Andrés Guibert

Personal information
- Born: October 28, 1968 (age 56) Havana, Cuba
- Nationality: Cuban / Puerto Rican
- Listed height: 6 ft 10 in (2.08 m)
- Listed weight: 260 lb (118 kg)

Career information
- College: Cantera Instituto Manuel Fajardo
- NBA draft: 1990: undrafted
- Playing career: 1994–2004
- Position: Power forward / center

Career history
- 1994: Minnesota Timberwolves
- 1994: Capitalinos de San Juan
- 1994–1995: Minnesota Timberwolves
- 1995: Capitalinos de San Juan
- 1995–1996: Ourense
- 1996: Criollos de Caguas
- 1996–1997: Sporting
- 1997: Criollos de Caguas
- 1997–1998: Pesaro
- 1998–1999: Apollon Patras
- 1999–2000: Near East
- 2001: Irakleio
- 2001: Basket Treviso
- 2001: Indios de Mayagüez
- 2001–2002: KAOD
- 2002: Indios de Mayagüez
- 2003: Valladolid
- 2003: Toritos de Cayey
- 2004: Leones de Ponce

Career highlights
- 3× Greek League All-Star (1996 II, 1999, 2002);
- Stats at NBA.com
- Stats at Basketball Reference

= Andrés Guibert =

Cuban basketball player

Andrés Guibert Sargenton (born October 28, 1968), commonly known as Andrés Guibert, is a Cuban-Puerto Rican former professional basketball player.
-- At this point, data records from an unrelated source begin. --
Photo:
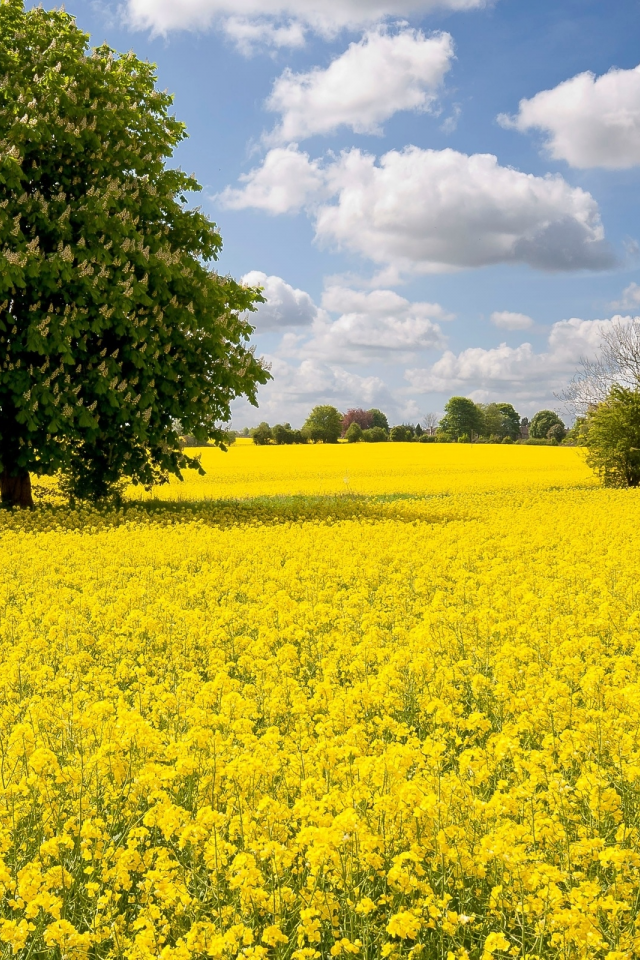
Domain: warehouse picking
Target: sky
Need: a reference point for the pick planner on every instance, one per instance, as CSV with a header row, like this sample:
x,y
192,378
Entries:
x,y
437,198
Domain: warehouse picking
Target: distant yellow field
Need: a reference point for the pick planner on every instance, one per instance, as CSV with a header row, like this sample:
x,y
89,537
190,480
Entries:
x,y
306,727
384,468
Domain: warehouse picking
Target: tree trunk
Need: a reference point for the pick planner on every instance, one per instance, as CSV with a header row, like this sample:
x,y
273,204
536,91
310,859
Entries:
x,y
16,491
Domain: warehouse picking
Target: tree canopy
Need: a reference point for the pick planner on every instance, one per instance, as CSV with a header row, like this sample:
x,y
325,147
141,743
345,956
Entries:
x,y
116,335
461,418
612,438
542,422
324,423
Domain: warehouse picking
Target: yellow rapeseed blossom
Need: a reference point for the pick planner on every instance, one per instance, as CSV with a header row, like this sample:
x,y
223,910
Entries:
x,y
393,720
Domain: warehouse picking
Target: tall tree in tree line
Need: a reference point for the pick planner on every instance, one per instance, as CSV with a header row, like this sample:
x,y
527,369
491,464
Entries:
x,y
617,364
115,335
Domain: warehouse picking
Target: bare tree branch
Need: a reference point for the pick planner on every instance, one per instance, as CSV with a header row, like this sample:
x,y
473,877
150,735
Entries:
x,y
618,364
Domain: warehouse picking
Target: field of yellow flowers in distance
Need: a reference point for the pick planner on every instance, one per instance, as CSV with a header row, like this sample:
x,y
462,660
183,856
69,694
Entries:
x,y
363,468
286,720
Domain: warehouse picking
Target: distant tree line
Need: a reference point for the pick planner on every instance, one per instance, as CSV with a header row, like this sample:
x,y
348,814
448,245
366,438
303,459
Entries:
x,y
606,395
463,422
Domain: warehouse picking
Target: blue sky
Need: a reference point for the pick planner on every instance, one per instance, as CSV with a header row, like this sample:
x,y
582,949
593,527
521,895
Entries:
x,y
438,199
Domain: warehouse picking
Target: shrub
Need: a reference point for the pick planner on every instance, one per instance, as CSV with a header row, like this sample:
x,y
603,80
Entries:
x,y
543,421
379,419
374,435
401,434
613,439
262,434
364,419
324,424
557,432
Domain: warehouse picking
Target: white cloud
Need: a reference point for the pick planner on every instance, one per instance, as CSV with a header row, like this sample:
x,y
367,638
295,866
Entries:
x,y
517,372
507,320
372,80
323,16
285,305
379,303
380,325
630,298
287,181
250,34
295,389
436,210
590,121
430,211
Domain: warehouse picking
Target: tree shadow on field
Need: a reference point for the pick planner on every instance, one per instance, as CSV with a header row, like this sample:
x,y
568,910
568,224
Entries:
x,y
257,511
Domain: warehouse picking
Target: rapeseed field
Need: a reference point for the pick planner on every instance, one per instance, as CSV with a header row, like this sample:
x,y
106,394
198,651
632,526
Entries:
x,y
294,720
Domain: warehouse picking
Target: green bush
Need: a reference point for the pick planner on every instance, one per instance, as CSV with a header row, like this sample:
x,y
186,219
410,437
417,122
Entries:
x,y
374,435
542,423
401,434
613,439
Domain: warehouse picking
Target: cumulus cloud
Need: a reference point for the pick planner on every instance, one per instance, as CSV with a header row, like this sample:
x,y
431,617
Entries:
x,y
380,325
285,306
248,35
514,371
589,121
372,80
295,389
430,211
324,16
630,298
507,320
287,181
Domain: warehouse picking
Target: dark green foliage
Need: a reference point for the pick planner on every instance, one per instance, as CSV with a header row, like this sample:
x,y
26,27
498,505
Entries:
x,y
113,328
354,432
262,434
324,424
363,418
378,419
499,420
401,434
462,418
374,435
510,420
613,438
542,423
557,432
283,434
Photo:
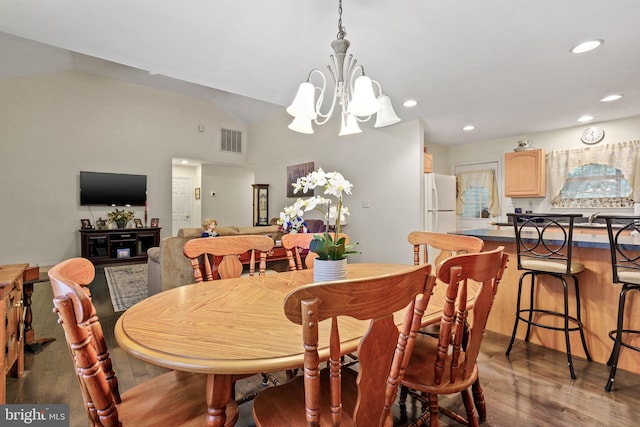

In 1993, Guibert defected to Puerto Rico, from the Cuban delegation at the 1993 Central American and Caribbean Games, that was held in Ponce.

==Professional career==
Guibert played in the National Basketball Association (NBA) for the Minnesota Timberwolves (1993–94 and 1994–95 seasons). In 22 NBA games, he averaged 2.7 points per game, and 2.8 rebounds per game, in 9.1 minutes per game. He was selected by the Toronto Raptors in the 1995 NBA expansion draft, but was waived before the 1995–96 regular season started.

After that, he played in Greece's top-tier Greek Basket League, for Sporting (1996–97), Apollon Patras (1998–99), Near East Kaisariani (1999–00), Heraklion Crete (2000–01) and KAOD (2001–02).

He also played in Italy's top-tier Lega Basket Serie A for Scavolini Pesaro (1997–98) and Benetton Treviso (2000–01), and in Puerto Rico's top-tier Baloncesto Superior Nacional, for Ponce Lions (2003–04).

==National team career==
Guibert was a member of the senior Cuban national team. With Cuba he played at the 1989 FIBA AmeriCup, the 1992 FIBA AmeriCup, and the 1993 FIBA AmeriCup.